From aristocrats to squatters, the Henry B. Frey mansion in Dinkytown has seen many owners, but it may soon become a center for American Indian culture.
The American Indian Movement Interpretive Center will be a cultural hub cradling 6,000-square feet of artifacts, artwork and original documents.
“When [visitors] walk out the backdoor they’ll know everything they ever wanted to know about Indian people,” said Clyde Bellecourt, an AIM founder and the center’s executive director.
But the project is still in fundraising stages. The cost of renovating the 120-year-old building and the center’s first-year operations will total an estimated $5.5 million.
The center’s board of directors is currently seeking funds through this year’s bonding bill in the state Legislature, said Laura Wittstock, AIM’s capital campaign consultant. The project was not listed on Gov. Mark Dayton‘s proposed bill.
Wittstock said if legislative funding doesn’t come through, the board of directors will have to decide whether or not to reapply in 2014. If not, Wittstock will continue seeking private donations. So far, the project has received about $50,000.
The mansion was built in 1892 by Minneapolis lumber magnate Henry Frey, who resided there until 1906. Coincidentally, the wood used to construct the building was taken from White Earth Nation, a reservation in northwest Minnesota, Bellecourt said. Subsequent renters resided in the building until the now-defunct chapter of the University of Minnesota Acacia fraternity took over ownership in 1915.
The AIM took over the building in the mid 1980s, using it in various capacities from a library to office space.
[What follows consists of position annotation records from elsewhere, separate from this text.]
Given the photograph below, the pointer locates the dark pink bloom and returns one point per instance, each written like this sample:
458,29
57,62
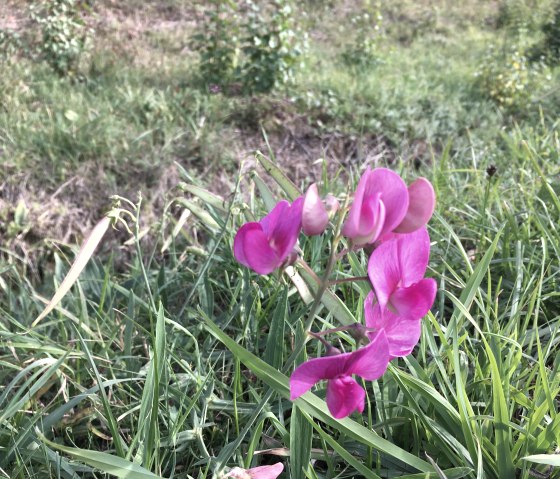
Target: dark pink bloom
261,472
265,245
344,394
314,218
402,333
379,206
421,204
396,270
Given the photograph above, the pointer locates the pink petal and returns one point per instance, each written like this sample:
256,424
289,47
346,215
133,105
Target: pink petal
402,334
285,234
394,195
384,271
370,362
414,254
239,242
257,252
344,396
366,215
311,372
266,472
422,201
415,301
270,221
314,216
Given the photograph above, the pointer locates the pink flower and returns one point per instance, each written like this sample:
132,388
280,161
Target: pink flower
261,472
344,394
421,204
265,245
314,218
396,270
402,333
380,205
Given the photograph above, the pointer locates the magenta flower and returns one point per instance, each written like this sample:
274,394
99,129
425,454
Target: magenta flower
261,472
402,333
314,218
380,204
396,270
344,394
421,204
266,245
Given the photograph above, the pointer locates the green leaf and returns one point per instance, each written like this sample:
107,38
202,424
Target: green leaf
312,405
107,463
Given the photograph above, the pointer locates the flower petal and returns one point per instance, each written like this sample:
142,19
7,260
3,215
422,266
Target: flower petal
239,242
311,372
314,218
414,254
370,362
257,252
384,270
415,301
394,195
344,396
422,201
266,472
270,221
286,232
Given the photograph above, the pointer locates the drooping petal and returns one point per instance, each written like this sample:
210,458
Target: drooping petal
414,254
370,362
266,472
384,271
239,242
415,301
259,255
286,232
402,334
422,201
394,195
311,372
344,396
314,217
351,227
270,221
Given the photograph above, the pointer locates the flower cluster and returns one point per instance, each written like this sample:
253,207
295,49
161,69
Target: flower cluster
388,217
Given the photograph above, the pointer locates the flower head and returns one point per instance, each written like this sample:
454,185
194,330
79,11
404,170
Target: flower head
421,204
261,472
344,394
396,270
379,206
265,245
314,218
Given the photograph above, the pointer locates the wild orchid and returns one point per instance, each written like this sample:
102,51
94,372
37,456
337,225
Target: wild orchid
391,218
344,394
260,472
396,270
267,245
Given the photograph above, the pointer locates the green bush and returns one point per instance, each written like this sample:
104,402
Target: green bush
251,44
509,78
64,34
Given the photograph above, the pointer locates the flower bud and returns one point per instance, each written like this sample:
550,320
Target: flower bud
315,218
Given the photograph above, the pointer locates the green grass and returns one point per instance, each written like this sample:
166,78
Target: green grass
170,359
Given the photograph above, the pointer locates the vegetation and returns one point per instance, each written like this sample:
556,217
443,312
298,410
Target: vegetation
168,358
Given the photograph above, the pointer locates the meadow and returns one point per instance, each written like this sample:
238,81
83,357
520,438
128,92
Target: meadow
167,357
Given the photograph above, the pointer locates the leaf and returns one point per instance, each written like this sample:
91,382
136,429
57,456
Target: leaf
278,175
312,405
84,255
107,463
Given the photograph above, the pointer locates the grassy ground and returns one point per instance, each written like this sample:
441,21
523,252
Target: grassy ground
179,398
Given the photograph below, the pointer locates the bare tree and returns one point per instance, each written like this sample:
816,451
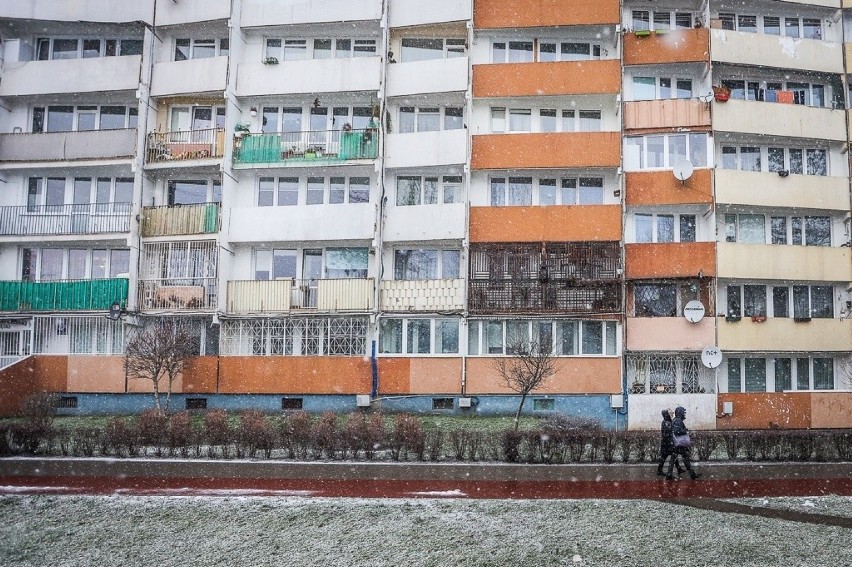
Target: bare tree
159,351
528,367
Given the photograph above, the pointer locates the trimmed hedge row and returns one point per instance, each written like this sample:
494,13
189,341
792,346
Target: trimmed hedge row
401,437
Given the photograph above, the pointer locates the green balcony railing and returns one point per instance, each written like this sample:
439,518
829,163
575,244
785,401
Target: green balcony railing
311,146
63,295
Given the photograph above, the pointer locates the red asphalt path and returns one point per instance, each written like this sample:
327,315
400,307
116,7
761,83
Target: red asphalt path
414,488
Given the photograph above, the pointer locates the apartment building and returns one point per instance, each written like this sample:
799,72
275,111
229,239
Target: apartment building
367,203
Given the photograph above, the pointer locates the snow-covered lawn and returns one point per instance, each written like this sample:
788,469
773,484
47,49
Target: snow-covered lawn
296,531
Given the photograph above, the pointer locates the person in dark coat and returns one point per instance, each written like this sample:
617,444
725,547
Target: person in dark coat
678,429
667,444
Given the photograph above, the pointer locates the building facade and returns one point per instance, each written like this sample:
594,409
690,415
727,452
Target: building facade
368,202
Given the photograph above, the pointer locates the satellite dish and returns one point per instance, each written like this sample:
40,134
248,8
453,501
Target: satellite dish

At some point, Bellecourt tried to sell the building, but was prevented from doing so because of its historical designation.
The renovations of the building will be headed by Bob Roscoe, owner of Design for Preservation, as well as Project Architect Karen Gjerstad.
Roscoe said the renovations are scheduled for 2013 and will take about eight months. But he said it could take longer if funding is not secured.
The renovation will include maximizing the first couple floors for exhibit space, construction of a dining area and gift shop and a temperature controlled basement for the preservation of artifacts.
Along with the many items that will fill the center, one of the main features will include a Richard Bancroft collection of photographs. The collection covers the life of the American Indian Movement from its inception.
Bancroft, a non-native, said he was inspired by the movement and decided to follow and document it throughout the years.
Bellecourt said the center’s importance will connect Minnesota history and the history of his people.
“There’s absolutely nothing that depicts the true history of our people in the state of Minnesota or any other state,” he said.